Published DateLACONIA — The Belknap County Commission took another step toward designing a new correctional system when Ken Ricci and Laura Maiello of Ricci Greene Associates of New York presented a profile of the facility to the Planning Committee, along with members of a community advisory committee and County Convention yesterday.
"You are building a new system," Maiello said. "Not just a new jail."
She recalled the report by David Bennett, the consultant the commission hired to develop a strategy for the Corrections Department aimed at who reducing the high rate of recidivism and the spiraling cost of incarceration. "Jail must become an alternative," he said, recommending changes in the criminal justice system with an emphasis on "therapeutic justice."
Maiello has written that inmates of municipal and county represent a transient population, most of whom are released within a few days of their arrest while the remainder serve relatively short sentences. These jails admit and release more than 16-million individuals each year and every month a number equal to those sentenced and discharged from state and federal prisons annually. Consequently, to reduce recidivism and control costs, as well as enhance public safety in the long term, she contends that jails must prepare inmates "to make a successful transition back to the community."
Apart from providing a safe, secure and compliant environment, Maiello said that the new jail must also have space for substance abuse treatment, behavioral therapy, mental health services, educational programs and vocational training.
The number of beds, Maiello said, is a function of the number of admissions and the average length of stay. She noted that by assessing the risks inmates pose and the treatment they require upon admission can not only match them to appropriate programming, treatment and supervision but also reduce the duration of their incarceration. She projected that with 200 admissions for every 10,000 people and an average length of stay of 35 days, a new facility would require 180 beds, plus five for inmates requiring medical care.
Mailello explained that inmates would be profiled according to some 13 criteria, including gender, risk, offense, and special needs, and separated appropriately.
A third of the beds, divided between 44 for men and 16 for women, would be dedicated to the community corrections program, for inmates awaiting trial, on work release or electronic monitoring and undergoing intensive treatment. The other 120 beds, 88 for men and 32 for women, would be allotted to maximum, medium, and minimum security inmates as well as those with special needs. A handful of these beds would also be designated for receiving and discharge. The beds would be divided between five housing units, two for men — one with 36 beds and another with 52 beds — and one for women.
"Let's wipe away everything we see on TV, " said Ricci. "Modern jails are very complex places, just as complicated as hospitals. You have a captive audience and are responsible for their health, education and welfare."
He stressed that the design must ensure security by providing clear lines of sight and minimizing the movement of inmates around the facility. For instance, making recreation yards accessible from the dayroom of each housing unit limits movement while offering choice to inmates, who are not compelled to wait for scheduled recreational a centrally located area shared among housing units.
Ricci said that a functional facility with sufficient capacity could be housed in a single story building. "However," he added, "it would be 770 feet long. The length of one football field, if you're the Jets." Instead, he suggested two floors, the first housing the community corrections program and the second the remaining 120 beds.

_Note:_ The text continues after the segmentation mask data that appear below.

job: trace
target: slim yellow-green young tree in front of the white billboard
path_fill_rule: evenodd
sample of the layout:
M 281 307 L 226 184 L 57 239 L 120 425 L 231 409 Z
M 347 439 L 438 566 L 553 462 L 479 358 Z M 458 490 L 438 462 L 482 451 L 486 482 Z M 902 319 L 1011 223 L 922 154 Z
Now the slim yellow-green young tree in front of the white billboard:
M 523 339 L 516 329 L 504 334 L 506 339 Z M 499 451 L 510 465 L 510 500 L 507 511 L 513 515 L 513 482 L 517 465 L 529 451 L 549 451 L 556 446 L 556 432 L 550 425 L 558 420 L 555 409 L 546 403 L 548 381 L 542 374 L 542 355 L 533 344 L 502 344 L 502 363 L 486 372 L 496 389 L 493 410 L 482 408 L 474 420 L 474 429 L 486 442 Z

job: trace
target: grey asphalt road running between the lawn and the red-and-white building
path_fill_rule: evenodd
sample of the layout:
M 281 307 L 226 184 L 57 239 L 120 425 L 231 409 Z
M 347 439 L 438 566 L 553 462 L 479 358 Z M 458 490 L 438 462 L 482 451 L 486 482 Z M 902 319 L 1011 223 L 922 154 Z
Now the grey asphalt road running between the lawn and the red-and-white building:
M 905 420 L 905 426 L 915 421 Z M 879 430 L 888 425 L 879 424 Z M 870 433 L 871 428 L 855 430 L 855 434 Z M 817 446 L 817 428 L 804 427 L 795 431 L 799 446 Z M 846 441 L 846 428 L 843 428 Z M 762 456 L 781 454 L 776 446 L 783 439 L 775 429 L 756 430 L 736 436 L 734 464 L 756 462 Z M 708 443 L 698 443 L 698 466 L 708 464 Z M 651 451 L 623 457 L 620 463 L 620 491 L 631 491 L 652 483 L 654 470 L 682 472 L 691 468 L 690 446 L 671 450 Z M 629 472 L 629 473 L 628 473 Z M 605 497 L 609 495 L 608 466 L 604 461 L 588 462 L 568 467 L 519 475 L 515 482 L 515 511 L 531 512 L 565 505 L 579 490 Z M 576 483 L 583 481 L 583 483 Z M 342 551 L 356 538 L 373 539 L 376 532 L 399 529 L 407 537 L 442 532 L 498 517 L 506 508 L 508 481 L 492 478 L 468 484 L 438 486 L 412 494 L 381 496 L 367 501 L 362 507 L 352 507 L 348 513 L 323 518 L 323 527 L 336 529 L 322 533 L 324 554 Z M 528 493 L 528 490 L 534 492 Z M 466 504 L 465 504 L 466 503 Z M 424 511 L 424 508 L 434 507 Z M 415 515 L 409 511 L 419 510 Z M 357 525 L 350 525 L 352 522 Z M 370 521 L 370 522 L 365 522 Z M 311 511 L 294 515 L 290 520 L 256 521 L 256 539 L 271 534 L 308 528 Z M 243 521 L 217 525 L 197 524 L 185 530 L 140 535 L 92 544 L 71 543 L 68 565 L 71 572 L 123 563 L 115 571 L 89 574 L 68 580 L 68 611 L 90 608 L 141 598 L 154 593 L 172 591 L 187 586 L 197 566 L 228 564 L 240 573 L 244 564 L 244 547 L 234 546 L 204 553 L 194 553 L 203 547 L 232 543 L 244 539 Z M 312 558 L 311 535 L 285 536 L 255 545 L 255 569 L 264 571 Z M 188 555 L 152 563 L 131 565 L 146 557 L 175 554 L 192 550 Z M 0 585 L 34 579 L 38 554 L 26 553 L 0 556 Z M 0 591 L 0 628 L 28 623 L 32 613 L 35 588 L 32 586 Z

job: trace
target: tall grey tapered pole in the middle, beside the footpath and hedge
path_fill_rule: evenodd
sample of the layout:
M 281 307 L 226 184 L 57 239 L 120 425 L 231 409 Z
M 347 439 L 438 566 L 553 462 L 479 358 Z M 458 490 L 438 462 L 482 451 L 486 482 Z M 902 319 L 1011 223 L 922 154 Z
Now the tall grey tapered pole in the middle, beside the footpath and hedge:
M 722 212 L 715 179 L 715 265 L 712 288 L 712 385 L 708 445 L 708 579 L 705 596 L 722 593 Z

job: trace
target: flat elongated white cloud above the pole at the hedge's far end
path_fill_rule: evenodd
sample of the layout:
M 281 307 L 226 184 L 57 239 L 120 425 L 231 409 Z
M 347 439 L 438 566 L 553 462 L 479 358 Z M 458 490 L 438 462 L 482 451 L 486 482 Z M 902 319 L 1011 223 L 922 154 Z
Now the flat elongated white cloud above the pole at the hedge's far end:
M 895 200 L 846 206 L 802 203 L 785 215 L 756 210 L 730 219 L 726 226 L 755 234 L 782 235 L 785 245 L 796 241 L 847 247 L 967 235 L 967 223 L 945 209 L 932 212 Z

By not building on the site of the existing jail, Ricci said that the county would spare the significant expense of placing and supervising inmates in some sort of temporary facility during construction. The existing jail would be demolished once the new facility is complete. He said that the facility could be built close enough to country complex to easily share its infrastructure, particularly the kitchen and laundry that serve the nursing home.
Maiello said that the next step will be to estimate the cost of the project.
Ed Philpot, chairman of the commission, emphasized that Ricci Greene Associates presented a concept, not a recommendation, as a means of "getting to the scope and cost of the project."
Rep. Bob Greemore (R-Meredith) remarked that "some of the people will be living in a better facility than they were in before" and asked "what's going to make them want to get out?"
Maiello replied that from the moment inmates are admitted the process of preparing them to return to the community begins. "Expectations," she said, "will motivate them to leave."